Il a conclu en affirmant que « cet avancement dans le secteur de la santé n'aurait pas été possible sans la coopération de divers ordres », saluant « cet effort colossal » et appelant à « poursuivre ce travail avec la même volonté collaborative, au bénéfice du citoyen et au renforcement du secteur de la santé au Liban ».

Chalala

Le forum avait débuté par l'hymne national libanais et une introduction par la présentatrice de la cérémonie, Patricia Samaan. Le président de l'Ordre des médecins, Elias Chalala, a souligné l'importance du forum, estimant que « le concept de santé ne se limite plus au diagnostic et au traitement d'une maladie, mais s'est élargi pour inclure la prévention, un mode de vie sain, la santé mentale et physique, la qualité de vie et la sensibilisation ».

Il a déclaré : « Le défi d'aujourd'hui ne consiste pas seulement à traiter la maladie après son apparition, mais à travailler ensemble à sa prévention avant qu'elle ne survienne, à renforcer la culture sanitaire et à encourager l'individu à devenir un partenaire essentiel dans la préservation de sa santé ».

Il a insisté sur l'importance du concept de « Well-being », « qui ne signifie pas simplement l'absence de maladie, mais atteindre un état supérieur d'équilibre physique, mental et social, permettant à l'humain de vivre une vie plus saine, plus productive et plus digne ».

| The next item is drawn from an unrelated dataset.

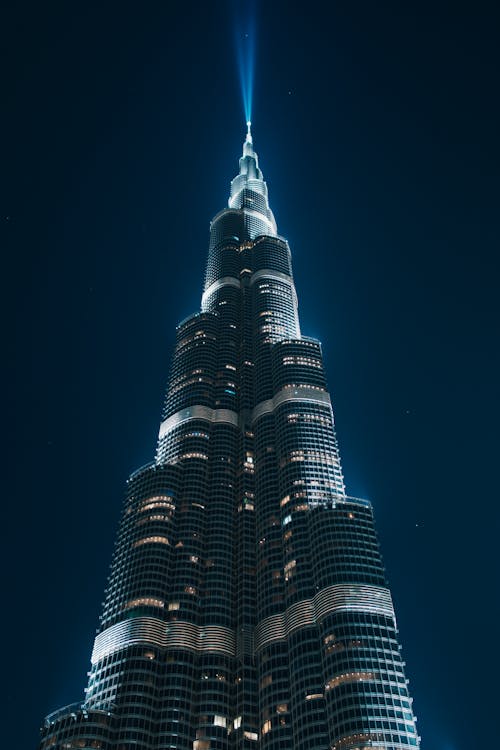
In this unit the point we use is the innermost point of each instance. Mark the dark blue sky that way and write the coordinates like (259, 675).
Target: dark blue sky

Il a affirmé que « l'Ordre des médecins est convaincu que le rôle du médecin va au-delà de la prescription de traitements, et inclut également l'éducation sanitaire, la prévention, la correction des idées fausses sur la santé, ainsi que la lutte contre les informations trompeuses diffusées sur les réseaux sociaux ».

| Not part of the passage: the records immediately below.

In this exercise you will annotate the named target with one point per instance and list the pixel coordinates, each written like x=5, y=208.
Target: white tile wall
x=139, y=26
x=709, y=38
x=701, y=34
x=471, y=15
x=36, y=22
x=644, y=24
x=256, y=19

Il a ajouté : « La liberté totale dans la diffusion d'informations sanitaires erronées n'est plus acceptable ; il est impératif de protéger la société contre ces informations et de renforcer le rôle des médecins et des institutions sanitaires dans la transmission de connaissances médicales fiables aux citoyens ».

Merqawi

À son tour, le président Merqawi a déclaré : « Le pharmacien joue un rôle fondamental dans la réalisation du bien-être, car il est la personne la plus proche des citoyens et le véritable partenaire de la santé et de la qualité de vie humaine. Le pharmacien au Liban a prouvé que sa profession n'est pas seulement un emploi », invitant à « passer du slogan du bien-être à une culture de vie, afin que l'humain reste en bonne santé avant même d'avoir besoin de traitement ».

Saad

Le docteur Saad a également insisté sur le fait que le bien-être « n'est pas un privilège », ajoutant que « les traitements évoluent considérablement aujourd'hui, et il est désormais bien connu que la prévention est cruciale et aide l'humain à vivre plus longtemps en bonne santé ».

Il a souligné « l'importance de préserver la santé mentale, qui aide l'humain malade physiquement à guérir plus rapidement que celui qui n'est pas en bonne santé mentale », précisant que « la première cause de maladie cardiaque n'est plus la cigarette, mais le stress ».

Kordi

Abir Kordi a insisté sur « le rôle fondamental et crucial des infirmiers et infirmières dans l'éducation sanitaire », appelant à « soutenir les infirmiers et infirmières, car ce soutien sauve des vies, dynamise l'économie et porte une culture de prévention pour protéger l'humain et la société ».

Choueitou

Quant à Rima Choueitou, elle a insisté sur le fait que « la prévention est un pilier fondamental de la profession de sage-femme, qui accompagne la femme et sa famille ».

Younes

À son tour, la docteure Nancy Mfarj Younes a affirmé que « le meilleur moment pour préserver la santé est avant de la perdre, en construisant la prévention et la sensibilisation ».